New EDF Action Ad Urges Government to Protect Communities from Toxic Trichloroethylene
Phoenix, Arizona is among hundreds of communities grappling with TCE contamination
(May 27, 2020) EDF Action is launching a new ad highlighting the problem of trichloroethylene (TCE) contamination in Phoenix to demand the Environmental Protection Agency (EPA) follow the science and the law to protect communities from exposure to the toxic chemical. The six figure ad campaign will run on premium digital platforms in the Phoenix area from May 27 – July 1.
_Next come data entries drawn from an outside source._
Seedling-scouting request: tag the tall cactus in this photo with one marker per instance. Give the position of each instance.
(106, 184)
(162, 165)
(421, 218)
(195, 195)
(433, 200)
“Toxic TCE contaminates water and air in communities across the country, and it is still widely used by industry. We need a science-based evaluation of the chemical that will give us the ability to protect public health,” said Joanna Slaney, Legislative Director for EDF Health. “Unfortunately, judging from its actions thus far on TCE, the EPA is turning its back on communities, on science, and on its own mission to protect public health.”
TCE exposure can cause numerous health effects including cancer and fetal heart damage. It is found in hundreds of Superfund sites and nearly 3 million pounds of it are released annually to our air, land, and water.
EPA is currently evaluating the risks of TCE to decide whether and how the chemical should be restricted. The agency released a draft of its risk evaluation for TCE in February that had major scientific and legal flaws, resulting in a drastic underestimation of the risks the chemical poses to health and the environment.
The agency also seriously undermined the required opportunity for public comment on the draft risk evaluation. EPA refused a request from impacted communities to hold a public meeting and then ignored requests by health organizations and Congress to extend the comment deadline. EPA closed the public comment period on April 27, even as major disruptions and hardships caused by COVID-19 precluded many stakeholders, including scientific experts and healthcare workers, from providing meaningful input.